Caught by the River

A British History in Weather

20th May 2016

Alexandra Harris, author of Weatherland (out in paperback in July), teams up with producer Tim Dee for this fascinating look at the British weather, recently broadcast on BBC Radio 4. Listen now on the iPlayer.

Tim and Alexandra will team up again this summer on the Caught by the River stage at Port Eliot festival, where talk will turn, once again, to the weather.

From the BBC website:

Alexandra Harris tells the story of how the weather has written and painted itself into the cultural life of Britain in a history of a country and its culture told by its weather from the earliest days to the present, come rain come shine.

We begin indoors looking outside. But the weather finds us everywhere. Inside, we are out of the weather. That’s the point. But when we shut the front door with relief we do not entirely shut the weather out.

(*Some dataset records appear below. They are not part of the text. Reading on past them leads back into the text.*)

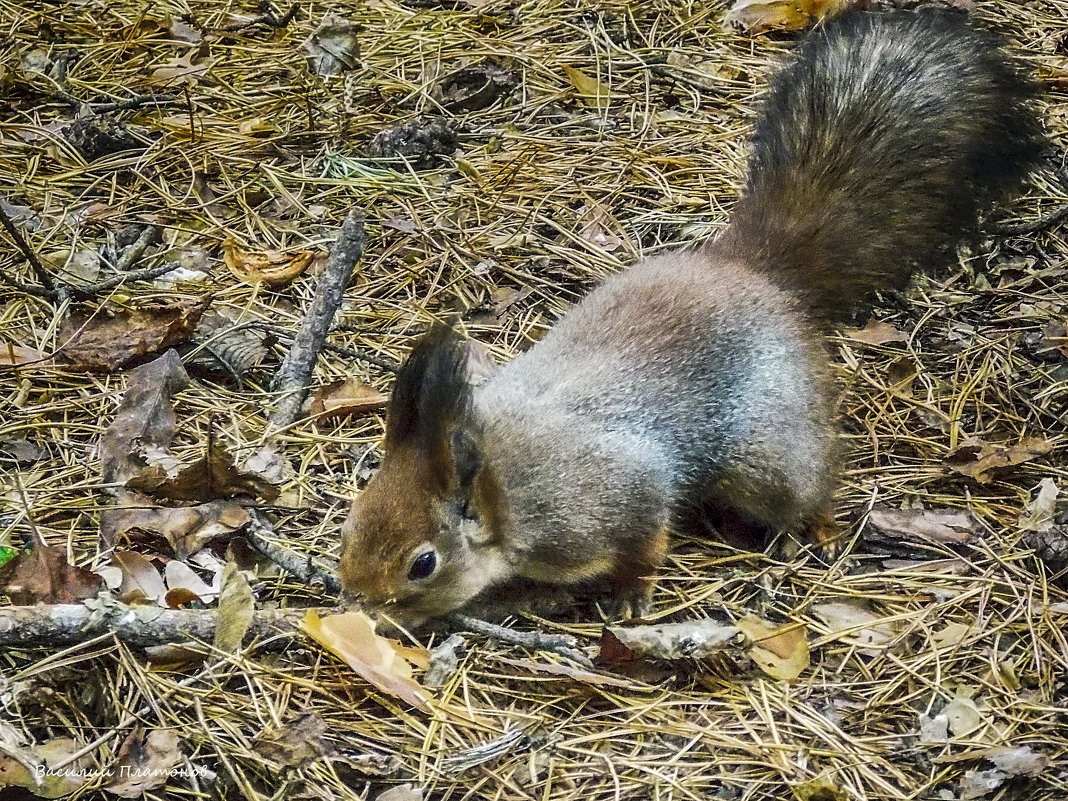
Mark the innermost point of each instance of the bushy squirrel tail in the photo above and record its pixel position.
(878, 147)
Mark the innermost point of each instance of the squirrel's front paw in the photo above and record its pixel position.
(628, 602)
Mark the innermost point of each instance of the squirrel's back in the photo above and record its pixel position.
(877, 148)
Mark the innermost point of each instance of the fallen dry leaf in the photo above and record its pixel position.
(401, 792)
(295, 744)
(782, 652)
(141, 580)
(333, 47)
(821, 788)
(1055, 336)
(951, 635)
(144, 763)
(184, 585)
(857, 625)
(982, 460)
(474, 87)
(42, 575)
(783, 15)
(12, 355)
(553, 669)
(963, 716)
(271, 267)
(691, 640)
(186, 529)
(106, 339)
(952, 527)
(979, 783)
(19, 767)
(351, 638)
(186, 69)
(345, 397)
(1022, 760)
(876, 332)
(215, 475)
(236, 606)
(592, 90)
(595, 228)
(1041, 512)
(144, 421)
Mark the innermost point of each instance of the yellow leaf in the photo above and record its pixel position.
(820, 788)
(782, 15)
(269, 267)
(351, 638)
(598, 94)
(782, 652)
(347, 396)
(12, 355)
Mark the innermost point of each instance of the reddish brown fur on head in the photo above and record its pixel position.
(434, 499)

In ten programmes, “During Wind and Rain” will bear witness to Britain’s cultural climates across the centuries. Before the Norman Conquest, Anglo-Saxons living in a wintry world wrote about the coldness of exile or the shelters they had to defend against enemies outside. The Middle Ages brought the warmth of spring; the new lyrics were sung in praise of blossoms and cuckoos. Descriptions of a rainy night are rare before 1700, but by the end of the eighteenth century the Romantics had adopted the squall as a fit subject for their most probing thoughts.

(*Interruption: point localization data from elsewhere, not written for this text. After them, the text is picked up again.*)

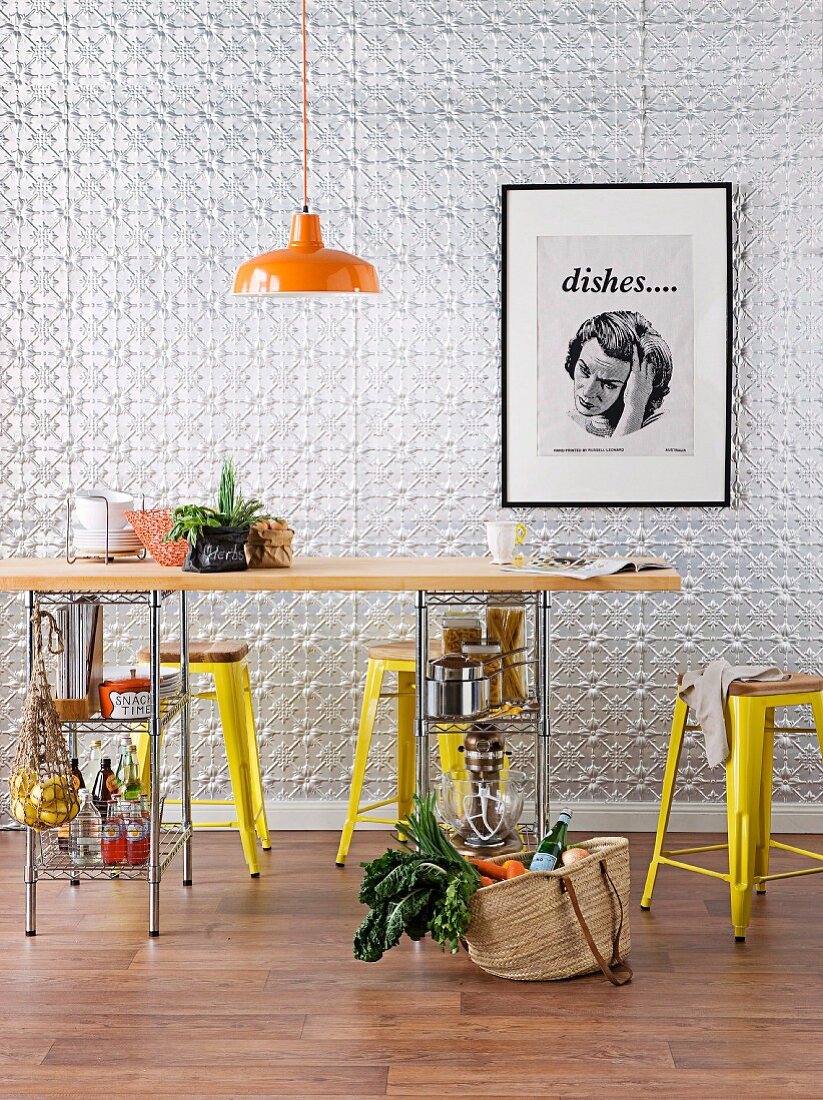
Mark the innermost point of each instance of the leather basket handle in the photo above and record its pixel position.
(617, 971)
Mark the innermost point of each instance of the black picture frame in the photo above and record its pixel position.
(509, 501)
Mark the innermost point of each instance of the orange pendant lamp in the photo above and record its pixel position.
(306, 266)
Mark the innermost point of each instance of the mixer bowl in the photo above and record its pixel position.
(483, 811)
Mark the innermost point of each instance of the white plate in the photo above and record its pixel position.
(171, 681)
(91, 512)
(98, 541)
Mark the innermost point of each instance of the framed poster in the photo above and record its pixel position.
(616, 344)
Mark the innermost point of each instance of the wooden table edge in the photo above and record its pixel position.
(315, 574)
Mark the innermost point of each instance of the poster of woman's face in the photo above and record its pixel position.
(615, 332)
(616, 336)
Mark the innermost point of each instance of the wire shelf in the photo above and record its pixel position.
(169, 710)
(53, 864)
(127, 598)
(482, 600)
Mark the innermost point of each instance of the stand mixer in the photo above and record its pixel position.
(483, 803)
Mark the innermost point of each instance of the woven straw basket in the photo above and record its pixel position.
(557, 924)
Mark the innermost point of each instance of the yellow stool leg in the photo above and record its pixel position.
(405, 743)
(743, 803)
(764, 824)
(672, 762)
(259, 805)
(368, 714)
(229, 690)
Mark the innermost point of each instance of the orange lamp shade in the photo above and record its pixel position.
(306, 266)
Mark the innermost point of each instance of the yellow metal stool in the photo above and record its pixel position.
(750, 726)
(226, 662)
(390, 657)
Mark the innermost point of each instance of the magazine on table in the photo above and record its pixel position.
(584, 567)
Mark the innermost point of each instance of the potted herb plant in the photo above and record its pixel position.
(217, 536)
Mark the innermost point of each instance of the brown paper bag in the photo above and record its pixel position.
(269, 548)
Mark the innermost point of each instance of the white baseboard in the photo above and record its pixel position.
(589, 816)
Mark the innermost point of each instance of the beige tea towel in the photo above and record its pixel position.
(705, 695)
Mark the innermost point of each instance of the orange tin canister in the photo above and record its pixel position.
(129, 697)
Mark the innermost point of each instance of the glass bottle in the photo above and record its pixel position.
(63, 832)
(84, 838)
(122, 765)
(105, 789)
(550, 848)
(113, 835)
(136, 833)
(130, 787)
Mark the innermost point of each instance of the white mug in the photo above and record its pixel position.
(503, 537)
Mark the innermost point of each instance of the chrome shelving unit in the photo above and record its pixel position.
(43, 858)
(534, 721)
(53, 864)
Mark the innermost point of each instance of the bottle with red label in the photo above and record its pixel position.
(138, 832)
(113, 836)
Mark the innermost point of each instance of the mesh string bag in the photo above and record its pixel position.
(41, 785)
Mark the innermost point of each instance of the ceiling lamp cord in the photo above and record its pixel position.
(305, 117)
(306, 266)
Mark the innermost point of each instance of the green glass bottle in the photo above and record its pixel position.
(551, 847)
(131, 788)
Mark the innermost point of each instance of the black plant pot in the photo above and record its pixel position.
(218, 550)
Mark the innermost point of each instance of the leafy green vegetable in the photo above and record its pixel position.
(190, 520)
(423, 892)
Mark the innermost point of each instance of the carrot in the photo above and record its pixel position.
(513, 868)
(492, 870)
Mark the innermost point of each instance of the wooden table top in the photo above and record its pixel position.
(314, 574)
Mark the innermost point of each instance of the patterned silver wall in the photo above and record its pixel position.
(149, 146)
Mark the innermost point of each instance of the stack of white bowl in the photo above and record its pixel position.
(91, 514)
(171, 680)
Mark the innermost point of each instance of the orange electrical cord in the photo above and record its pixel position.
(305, 118)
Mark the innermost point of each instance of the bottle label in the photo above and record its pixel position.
(544, 861)
(135, 831)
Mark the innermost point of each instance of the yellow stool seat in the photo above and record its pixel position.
(750, 725)
(396, 657)
(226, 662)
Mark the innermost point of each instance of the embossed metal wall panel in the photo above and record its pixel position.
(147, 147)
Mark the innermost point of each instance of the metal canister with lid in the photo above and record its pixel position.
(491, 657)
(457, 686)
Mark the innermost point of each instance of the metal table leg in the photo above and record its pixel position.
(421, 730)
(154, 729)
(544, 729)
(30, 875)
(185, 743)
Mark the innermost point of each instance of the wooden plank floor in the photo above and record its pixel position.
(251, 991)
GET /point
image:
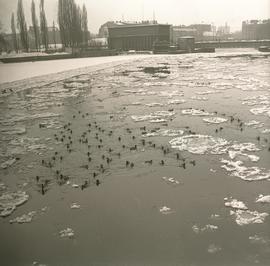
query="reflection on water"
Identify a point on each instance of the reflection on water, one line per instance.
(134, 162)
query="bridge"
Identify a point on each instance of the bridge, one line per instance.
(233, 44)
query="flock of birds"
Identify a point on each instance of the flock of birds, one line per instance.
(100, 147)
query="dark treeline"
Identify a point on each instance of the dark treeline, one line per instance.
(72, 21)
(72, 24)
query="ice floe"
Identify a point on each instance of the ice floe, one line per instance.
(246, 146)
(13, 130)
(212, 248)
(20, 117)
(244, 217)
(176, 101)
(68, 233)
(258, 239)
(165, 210)
(26, 144)
(247, 173)
(154, 104)
(165, 133)
(200, 144)
(10, 200)
(207, 92)
(25, 218)
(215, 120)
(264, 110)
(200, 98)
(254, 124)
(171, 94)
(263, 199)
(241, 155)
(195, 112)
(265, 131)
(207, 228)
(8, 163)
(158, 116)
(75, 206)
(171, 180)
(235, 204)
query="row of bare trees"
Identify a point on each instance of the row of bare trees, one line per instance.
(72, 21)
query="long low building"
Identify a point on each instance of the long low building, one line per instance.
(139, 36)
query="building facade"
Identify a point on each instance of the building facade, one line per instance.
(197, 31)
(256, 30)
(138, 36)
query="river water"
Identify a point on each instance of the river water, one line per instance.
(162, 160)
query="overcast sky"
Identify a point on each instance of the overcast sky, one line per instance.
(166, 11)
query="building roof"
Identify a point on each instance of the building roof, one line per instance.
(122, 25)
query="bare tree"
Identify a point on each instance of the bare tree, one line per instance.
(43, 26)
(21, 23)
(72, 23)
(85, 26)
(14, 34)
(35, 25)
(54, 36)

The weather is vast and yet we experience it intimately, and Alexandra Harris builds her story from small details. There is the drawing of a twelfth-century man in February, warming bare toes by the fire. There is the tiny glass left behind from the Frost Fair of 1684, and the Sunspan house in Angmering that embodies the bright ambitions of the 1930s. There are distinct voices of compelling individuals. “Bloody cold,” says Jonathan Swift in the “slobbery” January of 1713. Percy Shelley wants to become a cloud and John Ruskin wants to bottle one. “During Wind and Rain” is a celebration of British air and a life story of those who have lived in it.

With music by Jon Nicholls. Producer: Tim Dee.